Some non-limiting examples of suitable fatty acids include:
calcium, magnesium, aluminum, barium, or zinc stearoyl lactylate;
calcium, magnesium, aluminum, barium, or zinc palmityl lactylate;
and, calcium, magnesium, aluminum, barium, or zinc olelyl
lactylate. In embodiments, the suture coating may include a blend
of a vinyl lactam polymer, a lactone polymer and a calcium stearoyl
lactylate.
[0024] The fatty acid ester may represent up to about 33% by weight
of the blend. In embodiments, the fatty acid ester may represent
from 0.1% to about 20% by weight of the blend.
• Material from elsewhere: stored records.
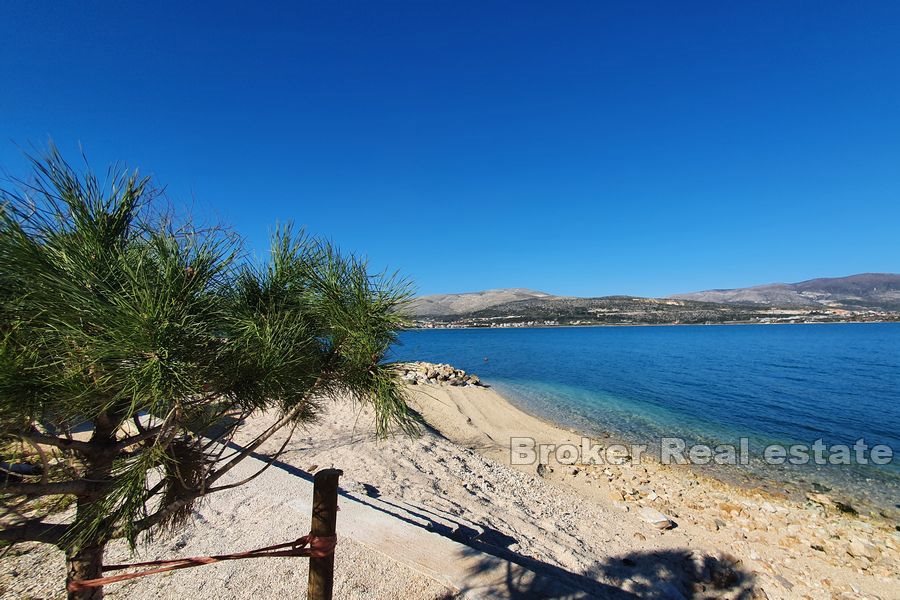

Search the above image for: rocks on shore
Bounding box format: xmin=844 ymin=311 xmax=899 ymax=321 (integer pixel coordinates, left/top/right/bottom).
xmin=400 ymin=362 xmax=489 ymax=387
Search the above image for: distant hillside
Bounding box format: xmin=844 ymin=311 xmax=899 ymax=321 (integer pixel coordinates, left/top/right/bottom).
xmin=672 ymin=273 xmax=900 ymax=311
xmin=457 ymin=296 xmax=791 ymax=325
xmin=410 ymin=288 xmax=554 ymax=317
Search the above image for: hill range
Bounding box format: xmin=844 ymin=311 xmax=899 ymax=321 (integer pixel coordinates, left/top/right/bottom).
xmin=409 ymin=273 xmax=900 ymax=327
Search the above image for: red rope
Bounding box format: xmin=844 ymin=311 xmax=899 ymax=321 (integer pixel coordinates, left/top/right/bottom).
xmin=66 ymin=534 xmax=337 ymax=592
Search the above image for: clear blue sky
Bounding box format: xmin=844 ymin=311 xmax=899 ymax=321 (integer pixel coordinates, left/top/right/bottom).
xmin=0 ymin=0 xmax=900 ymax=295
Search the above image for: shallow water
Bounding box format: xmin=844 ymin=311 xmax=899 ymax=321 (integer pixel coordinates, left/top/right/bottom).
xmin=394 ymin=323 xmax=900 ymax=508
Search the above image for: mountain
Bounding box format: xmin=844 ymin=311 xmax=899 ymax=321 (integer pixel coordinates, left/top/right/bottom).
xmin=409 ymin=288 xmax=555 ymax=317
xmin=671 ymin=273 xmax=900 ymax=311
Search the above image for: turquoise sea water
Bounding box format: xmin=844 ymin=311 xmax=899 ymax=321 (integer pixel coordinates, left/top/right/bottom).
xmin=394 ymin=323 xmax=900 ymax=510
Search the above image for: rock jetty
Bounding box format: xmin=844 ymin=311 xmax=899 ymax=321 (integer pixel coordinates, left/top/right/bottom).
xmin=398 ymin=362 xmax=490 ymax=387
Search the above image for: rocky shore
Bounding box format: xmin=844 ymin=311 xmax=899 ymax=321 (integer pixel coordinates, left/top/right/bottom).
xmin=398 ymin=362 xmax=490 ymax=387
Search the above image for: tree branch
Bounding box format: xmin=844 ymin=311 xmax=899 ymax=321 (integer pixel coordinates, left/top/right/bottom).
xmin=0 ymin=479 xmax=90 ymax=496
xmin=19 ymin=429 xmax=97 ymax=454
xmin=0 ymin=521 xmax=70 ymax=546
xmin=203 ymin=394 xmax=318 ymax=488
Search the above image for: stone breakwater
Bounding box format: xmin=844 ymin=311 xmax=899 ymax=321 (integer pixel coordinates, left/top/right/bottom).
xmin=398 ymin=362 xmax=490 ymax=387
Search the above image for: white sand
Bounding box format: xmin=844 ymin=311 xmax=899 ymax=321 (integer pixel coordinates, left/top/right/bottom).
xmin=0 ymin=385 xmax=900 ymax=599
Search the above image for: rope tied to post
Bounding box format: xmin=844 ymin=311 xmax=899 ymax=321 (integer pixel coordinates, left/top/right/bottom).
xmin=66 ymin=534 xmax=337 ymax=592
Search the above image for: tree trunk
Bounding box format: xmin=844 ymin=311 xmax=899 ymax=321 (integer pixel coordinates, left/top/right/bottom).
xmin=66 ymin=544 xmax=106 ymax=600
xmin=66 ymin=412 xmax=121 ymax=600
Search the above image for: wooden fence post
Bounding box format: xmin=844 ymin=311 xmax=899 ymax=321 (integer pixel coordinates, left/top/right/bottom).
xmin=307 ymin=469 xmax=344 ymax=600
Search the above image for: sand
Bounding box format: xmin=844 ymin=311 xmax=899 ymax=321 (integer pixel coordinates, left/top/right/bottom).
xmin=0 ymin=378 xmax=900 ymax=599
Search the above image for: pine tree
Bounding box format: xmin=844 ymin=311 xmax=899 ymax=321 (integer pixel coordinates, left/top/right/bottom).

[0025] In some embodiments, the suture coating may also include
hyaluronic acid. Hyaluronic acid is a non-sulfated
glycosaminoglycan with a molecular weight ranging from about 35,000
to about 350,000. In some embodiments, the coating includes
hyaluronic acid with a molecular weight of about 72,000. The
hyaluronic acid may represent from about 0.01% to about 10% by
weight of the suture coating. In some embodiments, the hyaluronic
acid may represent from about 0.05% to about 5% by weight of the
suture coating. In some other embodiments, the hyaluronic acid may
represent about 0.1% to about 1% by weight of the suture
coating.
[0026] In still other embodiments, the suture coatings may further
include optional ingredients. Optional ingredients, as used herein,
may represent up to about 20% by weight of the suture coating. Some
optional ingredients include but are not be limited to dyes,
viscosity-enhancers, emulsifiers, surfactants, fragrances, contrast
agents (such as Barium and Barium containing polymers), as well as
drugs such as antimicrobials, antivirals, chemotherapeutics,
antiseptics, analgesics, anti-inflammatory agents, polymeric-drugs,
combination thereof, and the like. Some other examples include
proteins, growth factors, hormones, genetic materials, cellular
materials and the like. The optional ingredients may be mixed with
the biocompatible suture material prior to the formation of the
suture. In some embodiments, the optional ingredients may be added
to the suture coating. In still other embodiments, the optional
ingredients may be added to the suture through a chemical or
physical deposition or impregnating process.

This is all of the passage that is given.